The ability to 3D print metal alloys that lack crystalline structure, also known as amorphous metal or metallic glass, could open the door to a variety of applications: electric motors with higher efficiency, materials with higher strength and better wear-resistance, structures with lighter weight. It's something researchers have been working on for more than a decade.

Because making metallic glass requires rapid cooling in order to keep a crystalline structure from forming, it has been possible thus far only to cast metallic glasses into small thicknesses. But researchers at North Carolina State University have demonstrated the ability to transcend that limitation, also known as an alloy's "critical casting thickness," through an innovative additive manufacturing technique.

The technique works by applying a laser to a layer of metal powder, melting it into a thin solid layer just 20 microns thick. The printer's build platform then descends 20 microns, spreads more powder onto the surface and repeats. The alloy is thus formed little by little, cooling quickly and retaining its amorphous qualities. The end result is an object made of solid metallic glass.

"The idea of using additive manufacturing, or 3-D printing, to produce metallic glass on scales larger than the critical casting thickness has been around for more than a decade," says Zaynab Mahbooba, first author of a paper on the work and a Ph.D. student in NC State's materials science and engineering department. "But this is the first published work demonstrating that we can actually do it. We were able to produce an amorphous iron alloy on a scale 15 times larger than its critical casting thickness."

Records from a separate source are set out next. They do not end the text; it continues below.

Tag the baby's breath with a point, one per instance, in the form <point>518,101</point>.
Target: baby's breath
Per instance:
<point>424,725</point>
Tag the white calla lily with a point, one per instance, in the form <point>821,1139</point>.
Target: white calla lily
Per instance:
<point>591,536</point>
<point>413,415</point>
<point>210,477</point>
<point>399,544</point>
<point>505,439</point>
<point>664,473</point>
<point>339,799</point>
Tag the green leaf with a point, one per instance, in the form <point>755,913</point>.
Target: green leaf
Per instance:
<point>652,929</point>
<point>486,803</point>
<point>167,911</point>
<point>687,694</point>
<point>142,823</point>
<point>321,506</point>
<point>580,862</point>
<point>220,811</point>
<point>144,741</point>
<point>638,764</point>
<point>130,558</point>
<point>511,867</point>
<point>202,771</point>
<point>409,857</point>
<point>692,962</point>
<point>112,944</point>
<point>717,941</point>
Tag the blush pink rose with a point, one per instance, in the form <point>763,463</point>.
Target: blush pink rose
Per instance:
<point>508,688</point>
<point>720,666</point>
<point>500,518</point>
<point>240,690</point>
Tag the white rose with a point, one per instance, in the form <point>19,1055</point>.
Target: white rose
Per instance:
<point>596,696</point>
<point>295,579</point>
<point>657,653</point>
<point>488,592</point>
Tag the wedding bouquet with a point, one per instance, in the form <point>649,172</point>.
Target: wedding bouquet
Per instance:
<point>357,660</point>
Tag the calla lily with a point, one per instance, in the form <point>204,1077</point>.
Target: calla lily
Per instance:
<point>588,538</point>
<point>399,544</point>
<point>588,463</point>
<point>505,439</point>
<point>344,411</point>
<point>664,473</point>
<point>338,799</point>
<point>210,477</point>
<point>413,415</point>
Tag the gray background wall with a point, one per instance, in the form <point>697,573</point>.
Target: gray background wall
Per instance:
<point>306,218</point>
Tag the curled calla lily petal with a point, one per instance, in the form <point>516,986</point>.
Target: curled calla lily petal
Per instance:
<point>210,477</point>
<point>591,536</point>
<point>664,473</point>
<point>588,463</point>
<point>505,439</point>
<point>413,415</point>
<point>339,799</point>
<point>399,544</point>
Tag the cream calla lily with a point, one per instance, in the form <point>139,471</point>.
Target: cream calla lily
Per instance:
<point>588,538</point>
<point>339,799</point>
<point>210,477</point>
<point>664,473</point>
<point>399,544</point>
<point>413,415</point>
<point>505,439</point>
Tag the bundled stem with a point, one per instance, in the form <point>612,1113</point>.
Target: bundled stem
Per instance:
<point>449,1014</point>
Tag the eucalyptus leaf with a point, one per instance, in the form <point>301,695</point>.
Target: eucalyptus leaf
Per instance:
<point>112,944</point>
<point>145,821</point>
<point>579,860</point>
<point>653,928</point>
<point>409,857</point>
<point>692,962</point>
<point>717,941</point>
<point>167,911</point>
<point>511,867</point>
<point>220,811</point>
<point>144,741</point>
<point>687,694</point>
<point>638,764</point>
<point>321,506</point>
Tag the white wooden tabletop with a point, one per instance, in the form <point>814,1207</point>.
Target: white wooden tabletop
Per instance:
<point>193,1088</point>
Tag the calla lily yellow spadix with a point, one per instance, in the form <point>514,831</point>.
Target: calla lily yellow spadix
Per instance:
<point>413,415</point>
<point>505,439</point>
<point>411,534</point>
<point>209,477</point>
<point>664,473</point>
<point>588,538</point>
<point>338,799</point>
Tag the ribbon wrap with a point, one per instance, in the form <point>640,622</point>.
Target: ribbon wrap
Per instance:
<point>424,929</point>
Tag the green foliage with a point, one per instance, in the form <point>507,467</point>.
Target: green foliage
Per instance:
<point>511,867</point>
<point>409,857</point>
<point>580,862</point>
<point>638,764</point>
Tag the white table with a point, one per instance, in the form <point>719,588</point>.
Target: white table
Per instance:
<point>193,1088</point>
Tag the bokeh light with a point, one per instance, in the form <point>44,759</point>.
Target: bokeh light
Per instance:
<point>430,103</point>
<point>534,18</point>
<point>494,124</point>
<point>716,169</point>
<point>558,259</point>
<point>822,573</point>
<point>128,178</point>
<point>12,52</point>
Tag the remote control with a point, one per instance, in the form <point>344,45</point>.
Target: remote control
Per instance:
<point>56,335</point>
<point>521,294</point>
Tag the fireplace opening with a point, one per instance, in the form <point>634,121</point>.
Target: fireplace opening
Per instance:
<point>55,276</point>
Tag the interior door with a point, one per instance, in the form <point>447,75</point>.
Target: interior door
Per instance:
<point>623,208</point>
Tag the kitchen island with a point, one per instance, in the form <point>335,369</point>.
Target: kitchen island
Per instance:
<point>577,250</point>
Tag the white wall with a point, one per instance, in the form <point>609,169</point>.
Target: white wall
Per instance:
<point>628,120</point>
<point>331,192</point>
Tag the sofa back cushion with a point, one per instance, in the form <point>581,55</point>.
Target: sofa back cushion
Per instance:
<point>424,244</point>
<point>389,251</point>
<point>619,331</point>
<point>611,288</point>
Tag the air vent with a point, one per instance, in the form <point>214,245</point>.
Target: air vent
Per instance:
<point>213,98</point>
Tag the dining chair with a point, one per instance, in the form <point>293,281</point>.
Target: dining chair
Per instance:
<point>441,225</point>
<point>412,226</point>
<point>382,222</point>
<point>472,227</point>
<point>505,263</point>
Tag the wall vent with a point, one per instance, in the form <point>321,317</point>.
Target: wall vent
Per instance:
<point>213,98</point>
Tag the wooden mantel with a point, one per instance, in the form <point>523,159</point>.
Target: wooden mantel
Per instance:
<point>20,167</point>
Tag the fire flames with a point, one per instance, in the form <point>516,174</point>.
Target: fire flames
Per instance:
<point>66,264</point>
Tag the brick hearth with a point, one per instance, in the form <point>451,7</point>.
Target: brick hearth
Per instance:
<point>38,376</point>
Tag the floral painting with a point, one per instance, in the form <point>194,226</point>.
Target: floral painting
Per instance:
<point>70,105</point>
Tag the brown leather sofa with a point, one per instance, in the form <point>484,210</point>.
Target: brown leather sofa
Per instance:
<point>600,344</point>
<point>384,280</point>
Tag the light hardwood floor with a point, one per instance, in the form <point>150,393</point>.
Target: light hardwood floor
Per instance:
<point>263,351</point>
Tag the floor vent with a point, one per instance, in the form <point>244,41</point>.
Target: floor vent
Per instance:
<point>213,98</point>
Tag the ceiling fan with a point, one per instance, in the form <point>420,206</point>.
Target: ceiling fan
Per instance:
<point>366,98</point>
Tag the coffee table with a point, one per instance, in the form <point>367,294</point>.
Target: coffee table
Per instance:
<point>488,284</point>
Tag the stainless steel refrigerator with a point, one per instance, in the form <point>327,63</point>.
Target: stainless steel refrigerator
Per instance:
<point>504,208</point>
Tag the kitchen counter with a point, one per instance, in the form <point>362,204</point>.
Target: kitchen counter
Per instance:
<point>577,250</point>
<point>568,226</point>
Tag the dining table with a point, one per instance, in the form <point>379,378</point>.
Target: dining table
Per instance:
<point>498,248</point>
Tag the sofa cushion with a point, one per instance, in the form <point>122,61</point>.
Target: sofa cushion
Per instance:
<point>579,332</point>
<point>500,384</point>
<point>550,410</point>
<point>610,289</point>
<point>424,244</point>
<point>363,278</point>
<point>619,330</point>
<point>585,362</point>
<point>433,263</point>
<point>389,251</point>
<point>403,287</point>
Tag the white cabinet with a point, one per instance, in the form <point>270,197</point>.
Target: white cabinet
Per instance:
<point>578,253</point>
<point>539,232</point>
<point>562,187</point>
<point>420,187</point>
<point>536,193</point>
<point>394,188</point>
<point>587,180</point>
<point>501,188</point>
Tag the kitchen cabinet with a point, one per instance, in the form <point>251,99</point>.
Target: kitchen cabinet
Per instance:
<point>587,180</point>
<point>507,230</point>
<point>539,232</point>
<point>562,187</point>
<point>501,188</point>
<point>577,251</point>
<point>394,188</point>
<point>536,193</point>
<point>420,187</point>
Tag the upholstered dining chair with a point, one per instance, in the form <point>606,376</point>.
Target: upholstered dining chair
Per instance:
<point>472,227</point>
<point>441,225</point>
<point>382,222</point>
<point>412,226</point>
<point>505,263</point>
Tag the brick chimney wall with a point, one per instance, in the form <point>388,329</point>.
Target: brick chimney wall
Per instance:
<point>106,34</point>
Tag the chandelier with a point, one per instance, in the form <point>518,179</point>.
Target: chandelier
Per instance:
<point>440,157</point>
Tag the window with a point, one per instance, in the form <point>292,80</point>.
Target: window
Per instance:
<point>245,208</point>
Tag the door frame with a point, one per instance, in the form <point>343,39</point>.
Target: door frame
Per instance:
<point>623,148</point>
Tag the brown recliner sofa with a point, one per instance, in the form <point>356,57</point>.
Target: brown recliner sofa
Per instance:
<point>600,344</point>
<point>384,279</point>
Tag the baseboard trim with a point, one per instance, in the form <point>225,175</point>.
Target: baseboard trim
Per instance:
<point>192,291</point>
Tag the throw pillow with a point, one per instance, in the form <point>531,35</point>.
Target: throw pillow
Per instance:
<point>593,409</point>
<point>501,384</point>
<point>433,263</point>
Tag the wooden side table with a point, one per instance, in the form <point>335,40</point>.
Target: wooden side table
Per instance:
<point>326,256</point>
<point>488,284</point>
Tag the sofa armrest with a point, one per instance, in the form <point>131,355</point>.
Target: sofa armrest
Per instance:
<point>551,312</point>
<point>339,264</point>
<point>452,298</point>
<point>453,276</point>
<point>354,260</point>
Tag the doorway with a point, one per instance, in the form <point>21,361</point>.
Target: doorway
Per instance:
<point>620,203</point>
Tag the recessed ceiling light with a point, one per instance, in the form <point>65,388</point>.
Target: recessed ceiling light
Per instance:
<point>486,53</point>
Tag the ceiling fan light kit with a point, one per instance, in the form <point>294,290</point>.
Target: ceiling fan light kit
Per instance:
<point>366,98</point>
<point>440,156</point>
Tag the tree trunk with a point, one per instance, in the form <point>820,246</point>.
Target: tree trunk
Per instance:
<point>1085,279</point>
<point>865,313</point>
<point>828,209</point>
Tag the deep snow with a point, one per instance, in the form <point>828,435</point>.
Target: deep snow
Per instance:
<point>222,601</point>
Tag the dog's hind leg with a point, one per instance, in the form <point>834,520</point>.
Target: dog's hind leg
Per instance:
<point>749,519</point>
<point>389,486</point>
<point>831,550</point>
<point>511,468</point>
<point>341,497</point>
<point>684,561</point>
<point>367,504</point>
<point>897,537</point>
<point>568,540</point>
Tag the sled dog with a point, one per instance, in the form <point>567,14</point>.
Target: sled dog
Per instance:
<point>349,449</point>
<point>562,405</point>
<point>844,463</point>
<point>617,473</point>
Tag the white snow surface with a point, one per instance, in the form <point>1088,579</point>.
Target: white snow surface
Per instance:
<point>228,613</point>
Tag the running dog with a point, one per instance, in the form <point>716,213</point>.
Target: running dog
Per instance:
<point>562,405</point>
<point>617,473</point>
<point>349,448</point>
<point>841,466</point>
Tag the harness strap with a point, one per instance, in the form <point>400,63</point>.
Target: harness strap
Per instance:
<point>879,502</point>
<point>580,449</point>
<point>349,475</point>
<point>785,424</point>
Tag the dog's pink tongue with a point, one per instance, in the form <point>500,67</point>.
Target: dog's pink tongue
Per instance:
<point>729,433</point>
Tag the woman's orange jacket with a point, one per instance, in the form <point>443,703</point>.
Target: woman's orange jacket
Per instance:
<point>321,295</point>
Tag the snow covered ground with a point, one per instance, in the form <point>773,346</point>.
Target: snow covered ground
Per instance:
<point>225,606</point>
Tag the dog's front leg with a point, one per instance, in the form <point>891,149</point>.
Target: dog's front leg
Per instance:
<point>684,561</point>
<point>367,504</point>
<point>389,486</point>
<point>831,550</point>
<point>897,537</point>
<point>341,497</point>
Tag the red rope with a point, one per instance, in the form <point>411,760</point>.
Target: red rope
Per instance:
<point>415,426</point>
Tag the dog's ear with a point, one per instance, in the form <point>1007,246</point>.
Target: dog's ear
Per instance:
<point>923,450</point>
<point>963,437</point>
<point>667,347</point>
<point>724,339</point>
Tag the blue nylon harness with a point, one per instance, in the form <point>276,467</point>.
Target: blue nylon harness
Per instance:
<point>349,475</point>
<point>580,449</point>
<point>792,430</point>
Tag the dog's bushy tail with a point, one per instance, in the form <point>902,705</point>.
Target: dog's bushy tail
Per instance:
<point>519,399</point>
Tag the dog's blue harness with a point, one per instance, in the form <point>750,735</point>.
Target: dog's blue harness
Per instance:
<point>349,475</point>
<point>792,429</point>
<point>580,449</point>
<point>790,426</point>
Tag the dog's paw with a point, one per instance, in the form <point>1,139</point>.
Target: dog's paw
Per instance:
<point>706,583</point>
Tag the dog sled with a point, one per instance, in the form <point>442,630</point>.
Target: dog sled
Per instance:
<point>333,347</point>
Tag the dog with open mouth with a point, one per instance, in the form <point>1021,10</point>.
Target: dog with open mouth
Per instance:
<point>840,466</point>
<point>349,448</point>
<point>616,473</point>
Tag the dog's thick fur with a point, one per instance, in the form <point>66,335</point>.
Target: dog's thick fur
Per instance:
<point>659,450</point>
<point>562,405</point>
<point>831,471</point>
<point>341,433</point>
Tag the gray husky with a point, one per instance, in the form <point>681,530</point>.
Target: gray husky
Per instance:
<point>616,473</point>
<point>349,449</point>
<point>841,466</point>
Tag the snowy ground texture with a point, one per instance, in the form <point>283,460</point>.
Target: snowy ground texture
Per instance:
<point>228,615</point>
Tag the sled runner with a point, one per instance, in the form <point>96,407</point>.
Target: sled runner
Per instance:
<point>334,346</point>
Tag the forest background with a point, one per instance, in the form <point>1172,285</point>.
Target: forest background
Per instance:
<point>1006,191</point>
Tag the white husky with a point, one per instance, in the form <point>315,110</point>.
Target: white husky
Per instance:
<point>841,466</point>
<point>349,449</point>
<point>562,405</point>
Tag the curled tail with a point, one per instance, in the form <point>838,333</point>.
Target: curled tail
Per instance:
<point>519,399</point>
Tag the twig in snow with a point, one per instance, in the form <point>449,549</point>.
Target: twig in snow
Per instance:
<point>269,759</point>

"This is a proof-of-concept demonstrating that we can do this," adds Ola Harrysson, a corresponding author of the research who serves as a professor of industrial systems and engineering at NC State. "And there is no reason this technique could not be used to produce any amorphous alloy… because we're talking about additive manufacturing, we can produce these metallic glasses in a variety of complex geometries -- which may also contribute to their usefulness in various applications."

The research is published in the journal Applied Materials Today.